そのためには「きっとここがProblemであろう」と思ったら、すぐにそれに対する答えを話してしまうのではなくて、本当にそれで当たっているのか、必ず確かめてみることです。このコツをつかむだけで、患者さんからの信頼が驚くほど高まることを実感できるはずです。
つまりProblemを確定してそれを解決するためのケアへ向かうためには、「Problemの推定」−「患者さんへの確認」−「実際の対応」というステップを踏む必要があるのです。
最後に患者さんとのコミュニケーションでとても重要なポイントを一つだけお話いたします。
それは言語によるコミュニケーションよりも非言語によるコミュニケーションを、しっかりと受け取るように心がけることです。

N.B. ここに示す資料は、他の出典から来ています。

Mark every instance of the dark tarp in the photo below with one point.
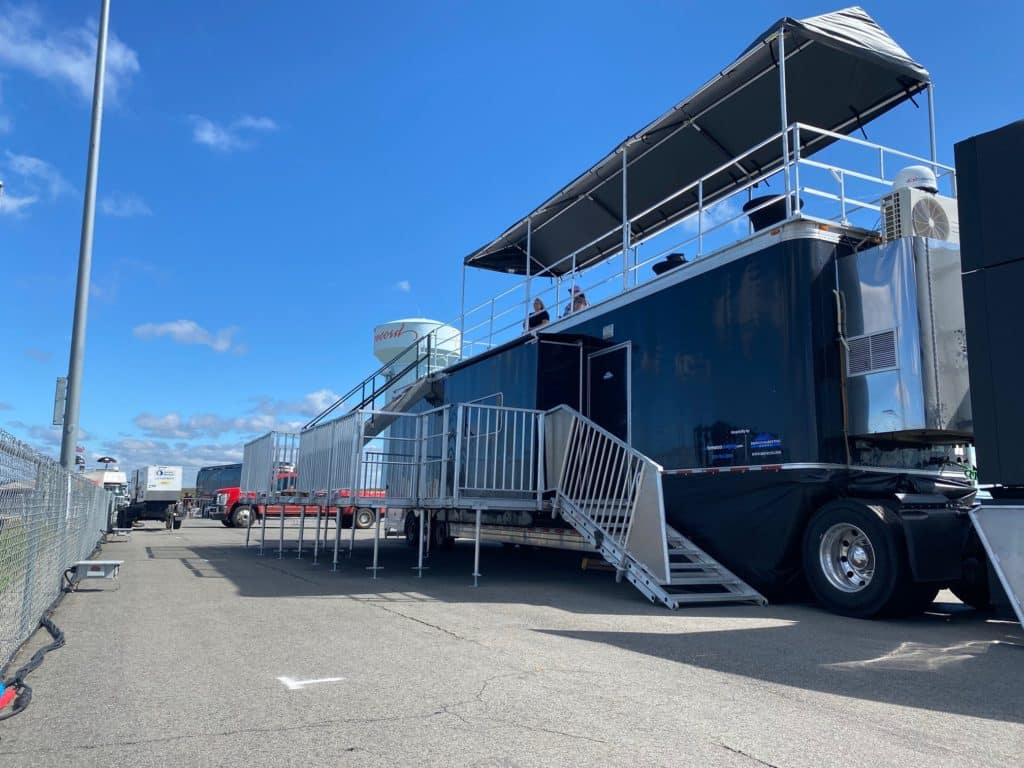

患者さんがお話になる言葉そのものよりも、表情の変化や身振り手振りなどのボディランゲージの方が、患者さんの心を率直に表していることが多いのです。
人は時に心とは裏腹なことを言うことがあります。
言葉では「大丈夫」と言っていながら心では助けを求めていたり、ある質問をした患者さんが本当に聞きたかったことは、その質問の答えではないことも多くあります。何かわかって欲しい気持ちがあるときに、それに関連することを「質問」という行為で表すことがあるのです。
そんなときに質問にそのまま答えるだけでは、患者さんの心を捉えることは出来ません。
しかし患者さんの表情をよく観察していると、本当は何を訴えたいのか、必ずそのヒントを見つけ出すことができます。

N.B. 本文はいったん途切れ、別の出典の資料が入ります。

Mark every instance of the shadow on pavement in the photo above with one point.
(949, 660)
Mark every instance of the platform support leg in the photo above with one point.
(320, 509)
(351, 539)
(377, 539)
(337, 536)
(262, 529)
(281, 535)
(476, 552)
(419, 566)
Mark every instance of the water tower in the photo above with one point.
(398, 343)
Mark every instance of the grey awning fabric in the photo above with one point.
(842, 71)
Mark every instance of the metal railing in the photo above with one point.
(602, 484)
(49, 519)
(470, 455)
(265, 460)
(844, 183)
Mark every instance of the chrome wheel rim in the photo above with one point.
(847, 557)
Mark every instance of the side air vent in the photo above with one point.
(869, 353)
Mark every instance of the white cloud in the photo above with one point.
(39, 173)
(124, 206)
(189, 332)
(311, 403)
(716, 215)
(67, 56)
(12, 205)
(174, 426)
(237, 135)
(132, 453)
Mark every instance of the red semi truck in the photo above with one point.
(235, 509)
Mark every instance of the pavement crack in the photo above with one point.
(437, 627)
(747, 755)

表面的な対応ではなくて、心から「この患者さんの役に立ちたい」と念じ、患者さんを愛情深き目でもってよく観察してください。そうすれば必ずそのサインに気付くことが出来るはずです。
私がよく使う言葉に「医療は愛である。」という言葉があります。
そういう心で接するならば、必ず患者さんの心の訴えを受け取ることができるはずです。私はそう思っています。

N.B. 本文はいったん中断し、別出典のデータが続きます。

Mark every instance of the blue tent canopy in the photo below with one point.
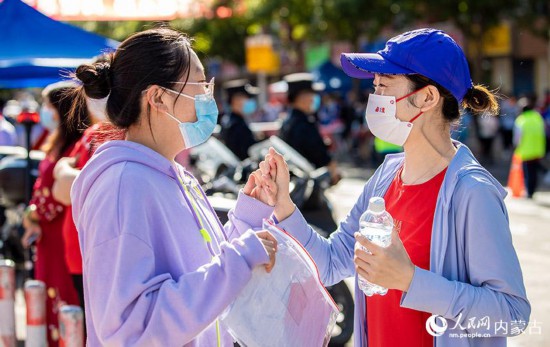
(36, 50)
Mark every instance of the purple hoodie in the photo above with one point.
(149, 278)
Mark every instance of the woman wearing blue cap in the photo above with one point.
(451, 254)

そのときに役立つ考え方がPOSであり、問題点ごとに分割整理されたSOAP 分析なのです。POSを単に薬歴の形式として捉えるのではなく、医療の行動原理として捉え、患者さんの信頼を勝ち得ていただきたいと思います。
院外処方せんの発行は40パーセントを超えるまでに進んでまいりました。しかし日本の文化の中に「医薬分業」という文化がしっかりと定着するまでには、まだまだ私たち薬剤師の現場での努力が必要だと思います。
一人一人の患者さんに満足していただき、「医薬分業で良かった。」「薬剤師に私の薬を見てもらえて良かった。」と思ってもらえるように、がんばって行きたいと思います。